Selon le rapport d’un assureur norvégien, l’opération aurait été conçue par les gardiens de la révolution, une unité paramilitaire de la République islamique. Elle aurait été conduite par des militants houthistes, qui auraient mis à l’eau des drones sous-marins, chargés d’explosifs, depuis des embarcations naviguant à proximité des quatre navires ciblés. Ces engins auraient percuté la coque des bateaux, causant suffisamment de dégâts pour donner l’alerte, mais pas assez pour les couler.
Un modèle économique qui « repose sur la stabilité »

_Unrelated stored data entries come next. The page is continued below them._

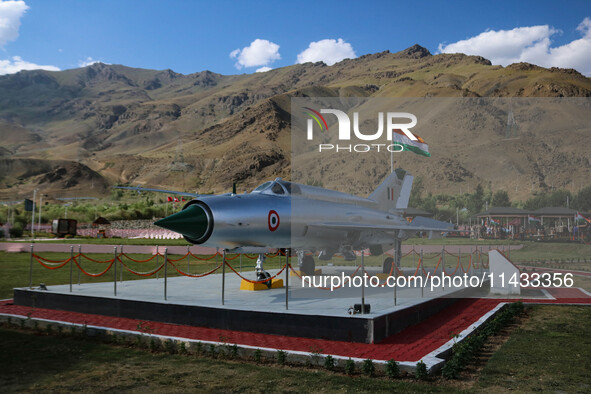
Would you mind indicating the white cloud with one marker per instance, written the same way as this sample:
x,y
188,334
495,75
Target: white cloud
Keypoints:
x,y
258,53
87,62
529,44
10,20
329,51
17,64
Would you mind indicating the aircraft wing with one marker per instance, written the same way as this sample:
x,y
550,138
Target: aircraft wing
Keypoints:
x,y
423,224
146,189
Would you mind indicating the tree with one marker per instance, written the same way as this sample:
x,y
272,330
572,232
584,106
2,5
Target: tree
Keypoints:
x,y
501,199
476,200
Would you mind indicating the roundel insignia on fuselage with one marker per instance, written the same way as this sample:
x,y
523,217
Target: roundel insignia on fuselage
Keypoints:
x,y
273,220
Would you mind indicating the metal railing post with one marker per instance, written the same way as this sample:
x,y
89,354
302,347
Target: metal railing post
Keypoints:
x,y
442,268
120,265
362,284
188,256
157,263
79,261
223,274
115,272
395,274
165,273
71,263
31,269
422,274
286,279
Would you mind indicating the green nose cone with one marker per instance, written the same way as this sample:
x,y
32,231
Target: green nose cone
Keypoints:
x,y
192,222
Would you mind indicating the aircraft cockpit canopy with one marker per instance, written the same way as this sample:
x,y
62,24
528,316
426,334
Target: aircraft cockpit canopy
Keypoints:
x,y
277,187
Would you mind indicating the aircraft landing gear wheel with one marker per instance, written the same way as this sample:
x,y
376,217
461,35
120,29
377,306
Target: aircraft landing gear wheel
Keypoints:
x,y
387,267
265,275
308,266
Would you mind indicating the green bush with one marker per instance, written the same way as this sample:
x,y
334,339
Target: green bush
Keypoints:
x,y
16,231
349,367
329,362
392,369
421,371
368,367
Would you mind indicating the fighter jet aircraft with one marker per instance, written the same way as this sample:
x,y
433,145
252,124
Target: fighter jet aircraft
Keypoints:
x,y
281,214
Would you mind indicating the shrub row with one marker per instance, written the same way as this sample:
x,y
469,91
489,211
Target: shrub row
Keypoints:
x,y
464,352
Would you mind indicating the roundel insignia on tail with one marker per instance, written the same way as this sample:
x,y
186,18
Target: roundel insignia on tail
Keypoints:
x,y
273,220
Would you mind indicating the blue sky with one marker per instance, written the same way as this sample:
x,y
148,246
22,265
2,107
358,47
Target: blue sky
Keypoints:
x,y
191,36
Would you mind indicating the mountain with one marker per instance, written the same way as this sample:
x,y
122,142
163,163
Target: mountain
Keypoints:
x,y
106,124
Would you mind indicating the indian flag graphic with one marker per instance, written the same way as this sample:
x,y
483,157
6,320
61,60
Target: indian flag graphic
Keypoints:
x,y
419,147
580,219
493,222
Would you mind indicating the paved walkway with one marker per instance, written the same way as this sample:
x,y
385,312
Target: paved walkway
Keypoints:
x,y
417,342
150,249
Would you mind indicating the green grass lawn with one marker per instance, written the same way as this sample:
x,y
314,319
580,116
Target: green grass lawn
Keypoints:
x,y
15,269
549,350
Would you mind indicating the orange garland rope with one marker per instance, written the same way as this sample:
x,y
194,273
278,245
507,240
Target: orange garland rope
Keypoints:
x,y
39,260
94,275
196,275
206,258
137,261
256,281
93,260
149,273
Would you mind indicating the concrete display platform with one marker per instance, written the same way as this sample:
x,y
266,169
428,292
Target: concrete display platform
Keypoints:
x,y
312,313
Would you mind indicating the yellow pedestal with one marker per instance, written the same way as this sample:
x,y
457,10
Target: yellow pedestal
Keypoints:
x,y
300,273
275,284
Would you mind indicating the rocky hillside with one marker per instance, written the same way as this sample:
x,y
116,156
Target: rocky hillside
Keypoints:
x,y
74,132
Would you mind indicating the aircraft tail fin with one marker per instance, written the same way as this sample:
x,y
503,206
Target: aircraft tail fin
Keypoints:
x,y
394,192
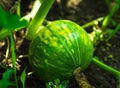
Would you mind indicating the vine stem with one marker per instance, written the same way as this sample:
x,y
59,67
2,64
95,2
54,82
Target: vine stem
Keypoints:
x,y
13,58
33,27
109,69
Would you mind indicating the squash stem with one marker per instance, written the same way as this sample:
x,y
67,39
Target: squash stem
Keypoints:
x,y
33,27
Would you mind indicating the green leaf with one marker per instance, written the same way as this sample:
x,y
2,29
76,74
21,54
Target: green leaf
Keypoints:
x,y
4,83
23,77
15,22
11,21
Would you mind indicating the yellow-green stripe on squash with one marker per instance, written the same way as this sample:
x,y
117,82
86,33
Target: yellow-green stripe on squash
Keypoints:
x,y
59,49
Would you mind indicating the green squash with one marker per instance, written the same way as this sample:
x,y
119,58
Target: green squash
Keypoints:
x,y
59,49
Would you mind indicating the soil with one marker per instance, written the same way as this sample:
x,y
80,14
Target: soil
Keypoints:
x,y
81,12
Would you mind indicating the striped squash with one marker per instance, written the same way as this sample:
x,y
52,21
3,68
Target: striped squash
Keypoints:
x,y
59,49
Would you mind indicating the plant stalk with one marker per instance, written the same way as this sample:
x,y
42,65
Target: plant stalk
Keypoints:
x,y
13,58
33,27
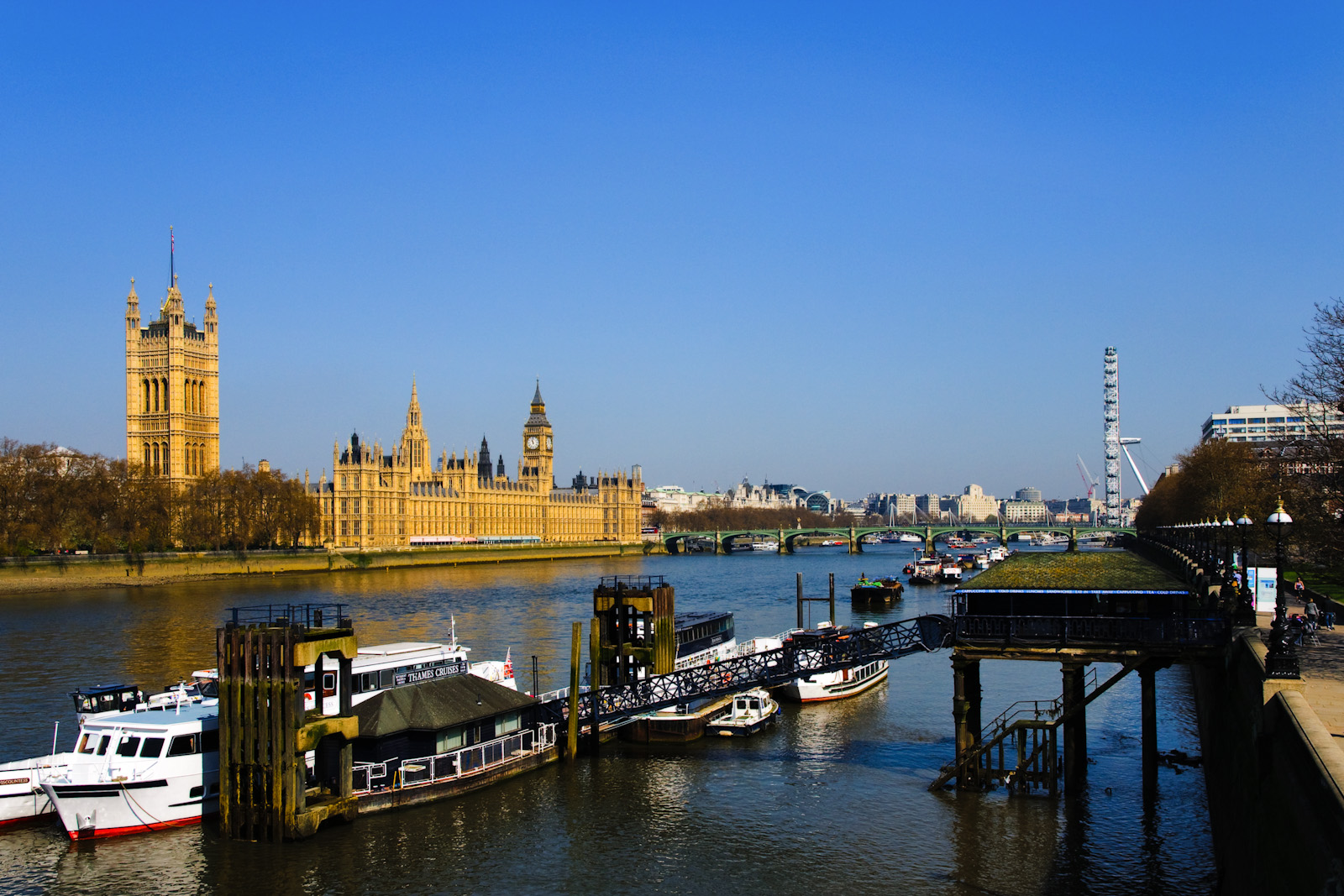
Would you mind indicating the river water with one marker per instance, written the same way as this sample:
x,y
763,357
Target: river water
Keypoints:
x,y
833,799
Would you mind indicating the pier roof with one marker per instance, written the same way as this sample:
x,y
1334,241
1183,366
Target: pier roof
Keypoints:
x,y
1073,573
436,705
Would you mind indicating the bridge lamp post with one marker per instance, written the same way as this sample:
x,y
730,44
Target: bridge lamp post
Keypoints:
x,y
1281,661
1247,604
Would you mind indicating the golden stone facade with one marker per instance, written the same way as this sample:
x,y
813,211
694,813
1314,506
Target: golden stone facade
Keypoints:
x,y
172,389
403,499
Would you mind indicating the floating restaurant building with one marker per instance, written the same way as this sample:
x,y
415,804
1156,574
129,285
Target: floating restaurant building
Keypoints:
x,y
403,499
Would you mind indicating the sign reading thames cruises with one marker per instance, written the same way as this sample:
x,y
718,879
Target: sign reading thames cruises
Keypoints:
x,y
428,673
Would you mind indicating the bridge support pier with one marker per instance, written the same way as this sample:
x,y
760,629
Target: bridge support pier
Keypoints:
x,y
965,712
1074,712
1148,698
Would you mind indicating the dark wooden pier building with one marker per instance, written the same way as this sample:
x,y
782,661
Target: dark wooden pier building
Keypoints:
x,y
1074,609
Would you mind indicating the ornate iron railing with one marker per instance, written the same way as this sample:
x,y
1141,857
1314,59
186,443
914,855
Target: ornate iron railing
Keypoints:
x,y
799,658
1139,631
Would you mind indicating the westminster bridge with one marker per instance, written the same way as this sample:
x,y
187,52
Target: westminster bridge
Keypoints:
x,y
726,540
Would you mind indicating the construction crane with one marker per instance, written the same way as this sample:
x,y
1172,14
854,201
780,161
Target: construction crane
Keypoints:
x,y
1088,479
1124,446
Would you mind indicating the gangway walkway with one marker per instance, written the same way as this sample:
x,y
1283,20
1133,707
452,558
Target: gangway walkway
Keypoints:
x,y
806,653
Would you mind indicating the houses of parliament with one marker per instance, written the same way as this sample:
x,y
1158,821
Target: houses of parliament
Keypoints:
x,y
376,500
373,500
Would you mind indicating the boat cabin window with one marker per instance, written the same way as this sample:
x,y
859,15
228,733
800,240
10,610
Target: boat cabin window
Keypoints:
x,y
183,745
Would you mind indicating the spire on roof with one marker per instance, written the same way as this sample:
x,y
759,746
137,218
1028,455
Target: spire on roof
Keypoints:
x,y
538,417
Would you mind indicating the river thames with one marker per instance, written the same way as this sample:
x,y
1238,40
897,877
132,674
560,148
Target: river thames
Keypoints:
x,y
833,799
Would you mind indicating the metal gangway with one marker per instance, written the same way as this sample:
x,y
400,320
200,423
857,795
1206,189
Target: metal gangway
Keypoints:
x,y
806,653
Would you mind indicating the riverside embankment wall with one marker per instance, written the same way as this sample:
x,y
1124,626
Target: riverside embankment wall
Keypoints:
x,y
1274,775
67,573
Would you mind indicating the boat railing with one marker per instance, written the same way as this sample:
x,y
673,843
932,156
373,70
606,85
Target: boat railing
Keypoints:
x,y
470,761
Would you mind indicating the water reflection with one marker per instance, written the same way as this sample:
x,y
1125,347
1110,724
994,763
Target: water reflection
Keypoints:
x,y
833,799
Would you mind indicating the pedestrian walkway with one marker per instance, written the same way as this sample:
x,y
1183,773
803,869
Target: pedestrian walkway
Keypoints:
x,y
1323,672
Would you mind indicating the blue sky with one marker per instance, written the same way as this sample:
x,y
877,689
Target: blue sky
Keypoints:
x,y
857,248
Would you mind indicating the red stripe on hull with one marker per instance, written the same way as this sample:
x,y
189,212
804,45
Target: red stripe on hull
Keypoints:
x,y
26,820
134,829
847,694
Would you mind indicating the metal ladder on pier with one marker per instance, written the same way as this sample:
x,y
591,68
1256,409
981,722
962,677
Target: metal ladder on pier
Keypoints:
x,y
1021,752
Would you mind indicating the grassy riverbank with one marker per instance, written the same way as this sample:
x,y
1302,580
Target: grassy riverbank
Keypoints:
x,y
29,575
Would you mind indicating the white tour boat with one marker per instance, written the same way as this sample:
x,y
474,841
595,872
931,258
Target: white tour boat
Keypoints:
x,y
143,770
831,685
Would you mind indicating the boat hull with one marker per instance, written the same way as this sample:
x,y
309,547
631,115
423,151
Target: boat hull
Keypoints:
x,y
114,809
832,685
867,595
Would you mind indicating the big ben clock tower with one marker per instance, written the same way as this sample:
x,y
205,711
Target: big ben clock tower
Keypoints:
x,y
538,446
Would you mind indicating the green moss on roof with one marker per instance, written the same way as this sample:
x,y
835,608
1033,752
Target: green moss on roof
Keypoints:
x,y
1075,570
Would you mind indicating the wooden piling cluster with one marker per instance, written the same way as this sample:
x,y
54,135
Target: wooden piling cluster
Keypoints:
x,y
265,731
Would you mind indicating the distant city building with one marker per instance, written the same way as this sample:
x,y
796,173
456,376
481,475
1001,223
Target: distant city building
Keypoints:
x,y
927,506
674,499
1018,512
1270,422
974,506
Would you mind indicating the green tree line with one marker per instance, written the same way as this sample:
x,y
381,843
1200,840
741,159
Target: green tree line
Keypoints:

Ces conclusions, susceptibles d’aviver encore un peu plus la guerre des mots dans le Golfe, n’ont pas été reprises par le gouvernement émirati. Celui-ci renvoie imperturbablement à l’enquête internationale en cours, dont les résultats sont attendus dans les prochains jours, et continue à parler de « sabotage ». « Le terme a été délibérément préféré à celui d’attaque terroriste, pour éviter que l’Organisation maritime mondiale ne classe la région en zone de guerre, ce qui aurait automatiquement conduit à une hausse des assurances, remarque Laurent Lambert. Il s’agissait aussi de ne pas effrayer les investisseurs. »
« Le modèle économique des EAU repose en grande partie sur la stabilité, renchérit un bon connaisseur de la région, en référence au tourisme et à l’immobilier, les deux moteurs de la croissance de Dubaï, très sensibles à la conjoncture géopolitique. Les Emiratis savent qu’ils auraient tout à perdre à un conflit, qu’ils seraient les premiers visés par des représailles iraniennes, poursuit cette source. Ils comprennent que Trump partira un jour, que le parapluie américain n’est pas éternel, mais que l’Iran sera leur voisin pour l’éternité. Ils sont plus réalistes qu’on ne le pense. »
Le message envoyé par les mystérieux saboteurs ne leur aura donc pas échappé : en cas de conflit dans le Golfe, Foujeyra, qui devait servir de base arrière, pourrait se retrouver sur la ligne de front.
Benjamin Barthe (Foujeyra (Emirats arabes unis) - envoyé spécial)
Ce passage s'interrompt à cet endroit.